Ciclone extratropical causou destruição e mortes após provocar muita chuva entre quinta e sexta-feira; Vale do Sinos sofre com a enchente

Publicado em: 19/06/2023 13:44
Última atualização: 16/06/2024 11:17

O Rio Grande do Sul enfrenta desde a última quinta-feira (15) o mais grave evento climático dos últimos anos, com pelo menos 13 mortes, desaparecidos, milhares de pessoas atingidas por alagamentos e um rastro de prejuízo ainda incalculável. Veja abaixo as respostas da meteorologista Estael Sias, da MetSul Meteorologia, para perguntas que ajudam a entender o problema.
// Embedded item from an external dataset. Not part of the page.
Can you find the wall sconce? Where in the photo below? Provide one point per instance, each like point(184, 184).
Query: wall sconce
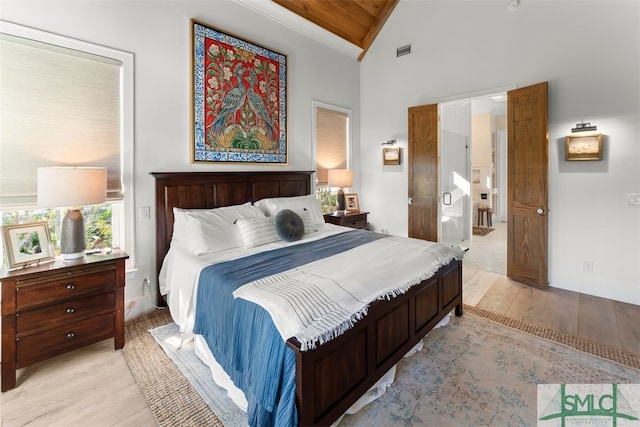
point(583, 127)
point(583, 146)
Muita destruição na área rural de Caraá após passagem de ciclone extratropical Foto: Amanda Bernardo/GES-Especial

O que aconteceu?

Um ciclone extratropical se formou sobre o Atlântico, na costa do Sul do Brasil, junto ao Sul de Santa Catarina e o Litoral Norte gaúcho. A baixa pressão se originou na costa de São Paulo, onde gerou muita chuva e inundações em São Sebastião, e se deslocou para o Sul até se intensificar muito entre quinta à noite (15) e o começo da sexta (16) a leste de Torres.


Ciclone extratropical em formação na região do Litoral Norte do Rio Grande do Sul Foto: Reprodução/MetSul

Ciclones como este são normais?

Sim! Ciclones são absolutamente comuns em nosso clima e ocorrem no Atlântico Sul semanalmente. Não raro há dois ou três ciclones no Sul do Atlântico perto da Argentina e da Antártida. Já ciclones na costa do Sul do Brasil são menos frequentes, embora não raros. Estes ciclones muito próximos da costa do Sul do Brasil têm maior potencial de trazer impactos severos por chuva e vento porque interagem mais com a orografia (relevo) da região da Serra do Mar que os sistemas que se formam tradicionalmente do Rio da Prata para o Sul.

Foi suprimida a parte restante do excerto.